Now the declarations from the PM and LOO would naturally be the two most watched and scrutinised. Plus, it’s not as if issues closely related to these points hadn’t been the subject of intense public scrutiny, political discussion (some would say ‘demagoguery’), and speculation prior to this.
One object of the IC, after all, was to increase public confidence. And the best way to do that is to abandon them in a fog of misapprehension and ignorance.
So if you stop a country man and ask him, “Weh dat piece ah land ova desso value?”, he will tell you that the piece next door sold for quarter million, so the other piece must be worth about a quarter as well.
That’s because the country man is an idiot. He isn’t an attawney or accountant down at the IC, you see. Because the attawneys and accountants down there understand that the important consideration is how much the owner’s grandfather paid for it back in 1897.
As you can well imagine, being all edumacated an’ ting, I agree wholeheartedly with the commission – 1,347%.
I may be an eediat, but I are not a duncebat enough to believe that the duly constituted commission means something approximating the market value of the real estate when it lists a figure under the heading ‘Asset’.
To give the current value, among other serious evils from which the country would never recover, is “inflationary”. We’ve learned this from the IC’s executive director, Daniel Pryce. And we know from the BOJ that inflation is the great Enemy of the People. And this Great Satan must be resisted on all fronts, chiefly in integrity declarations.
Next problem, per Pryce, is that values are “unverifiable”, which is just too horrid for words. I happen to know that this is also true.
How do I know? Simple. One of my brothers happens to be a professional real estate valuer who studied the accurate valuing of land, homes, commercial properties, and such things at university. As far as I could verify, he was partying all the time and giving those English tarts a hard time. That’s it!
So when banks, building societies, litigants in court, insurance companies, and other individuals pay him money for valuations, I always think to myself, “What jackasses and suckers! Don’t they know valuations are unverifiable? The laugh is on them! Dyammm eediats!”

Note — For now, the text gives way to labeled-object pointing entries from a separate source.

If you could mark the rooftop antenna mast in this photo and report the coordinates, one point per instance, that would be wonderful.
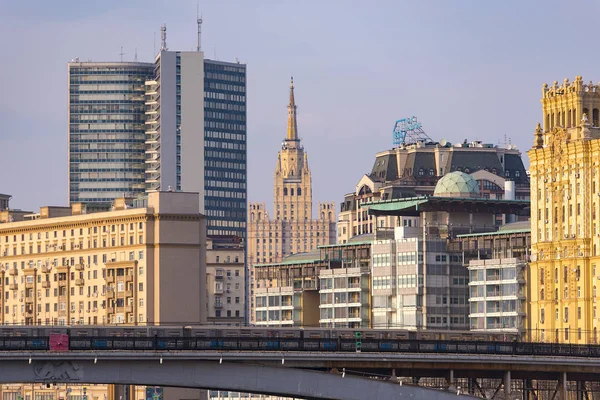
(199, 22)
(163, 37)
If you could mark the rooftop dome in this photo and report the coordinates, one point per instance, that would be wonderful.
(457, 184)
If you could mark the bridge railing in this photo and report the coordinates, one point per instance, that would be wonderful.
(249, 344)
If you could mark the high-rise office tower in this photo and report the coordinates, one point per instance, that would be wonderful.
(106, 130)
(178, 123)
(196, 135)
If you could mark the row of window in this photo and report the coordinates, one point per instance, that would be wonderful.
(116, 228)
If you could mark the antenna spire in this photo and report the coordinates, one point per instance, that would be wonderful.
(292, 133)
(199, 22)
(163, 37)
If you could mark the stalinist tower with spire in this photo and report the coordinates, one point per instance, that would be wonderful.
(291, 229)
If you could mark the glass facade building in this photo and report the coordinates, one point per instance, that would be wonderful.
(225, 147)
(176, 124)
(106, 131)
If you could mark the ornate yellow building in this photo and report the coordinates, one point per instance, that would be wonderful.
(565, 178)
(292, 230)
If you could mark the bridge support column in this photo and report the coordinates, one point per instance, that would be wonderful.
(581, 390)
(507, 384)
(450, 380)
(471, 385)
(561, 387)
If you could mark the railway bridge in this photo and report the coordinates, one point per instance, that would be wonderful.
(324, 367)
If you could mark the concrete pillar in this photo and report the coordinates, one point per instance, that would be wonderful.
(450, 380)
(561, 389)
(507, 383)
(580, 390)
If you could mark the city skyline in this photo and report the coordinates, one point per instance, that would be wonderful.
(358, 69)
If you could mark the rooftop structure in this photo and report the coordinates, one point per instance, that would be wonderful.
(413, 169)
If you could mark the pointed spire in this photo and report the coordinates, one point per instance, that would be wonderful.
(292, 133)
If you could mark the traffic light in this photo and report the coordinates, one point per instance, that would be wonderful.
(358, 341)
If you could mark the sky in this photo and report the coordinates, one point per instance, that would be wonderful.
(466, 68)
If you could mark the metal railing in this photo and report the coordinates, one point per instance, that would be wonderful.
(11, 343)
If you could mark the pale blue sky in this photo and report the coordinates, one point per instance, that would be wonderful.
(467, 69)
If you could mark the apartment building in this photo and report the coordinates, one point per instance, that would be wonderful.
(225, 279)
(129, 266)
(497, 263)
(327, 287)
(64, 267)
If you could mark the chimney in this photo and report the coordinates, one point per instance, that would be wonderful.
(509, 194)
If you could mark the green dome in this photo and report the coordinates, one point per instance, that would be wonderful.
(457, 184)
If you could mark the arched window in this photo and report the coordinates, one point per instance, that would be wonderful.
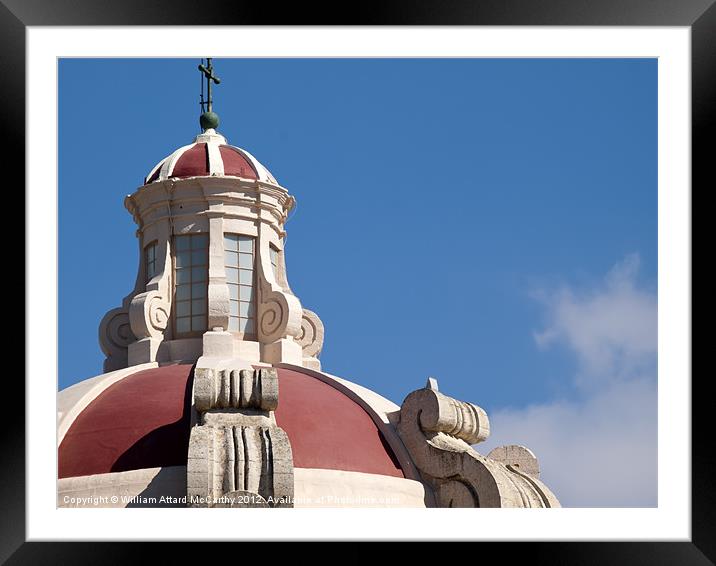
(239, 254)
(150, 261)
(191, 271)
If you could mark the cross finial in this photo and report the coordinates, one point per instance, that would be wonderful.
(208, 119)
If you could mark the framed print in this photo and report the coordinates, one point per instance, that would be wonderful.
(490, 211)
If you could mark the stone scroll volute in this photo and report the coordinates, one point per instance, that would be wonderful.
(439, 431)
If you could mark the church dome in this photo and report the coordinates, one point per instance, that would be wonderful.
(143, 420)
(210, 155)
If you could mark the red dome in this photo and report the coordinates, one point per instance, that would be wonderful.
(209, 155)
(143, 421)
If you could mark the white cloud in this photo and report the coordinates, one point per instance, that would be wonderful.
(600, 450)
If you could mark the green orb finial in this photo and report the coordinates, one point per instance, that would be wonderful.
(209, 120)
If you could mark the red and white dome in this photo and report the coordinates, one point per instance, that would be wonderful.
(128, 432)
(209, 156)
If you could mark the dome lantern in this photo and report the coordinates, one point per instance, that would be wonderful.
(211, 278)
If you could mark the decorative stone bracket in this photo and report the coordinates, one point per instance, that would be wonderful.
(438, 432)
(115, 336)
(238, 456)
(148, 315)
(311, 339)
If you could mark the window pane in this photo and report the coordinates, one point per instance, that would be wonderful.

So if the fair market value of real estate was given by the IC, right where the uneducated dotards would expect it, particularly if it were provided along with the purchase price, the following disasters might occur:
1. The public would understand the integrity declarations.
2. The public would actually see how wealthy the politicians are.
3. The report would capture situations where a contractor builds a house ‘for free’ for a politician.
4. The report would indicate if a house sprang up based on ‘supplier’s credit’ that later just happens to be cancelled or forgiven.
5. The commission might just take up a forensic function whereby assets ostensibly held as shares in a company that are, in fact, real estate holdings, would be reported as what they really are, leaving out the legal mumbo-jumbo and accounting funny tricks that sophisticates use so often to game the system.
We cannot allow such outrages to happen. For one thing, it is evident that the IC believes it was created to ensure the public never has enough, and accurate, information to question the integrity of politicians. They’re doing a fine job of that. For another, it would undermine the case that Bredda Anancy is to be named our eighth national hero, and THAT we cannot have.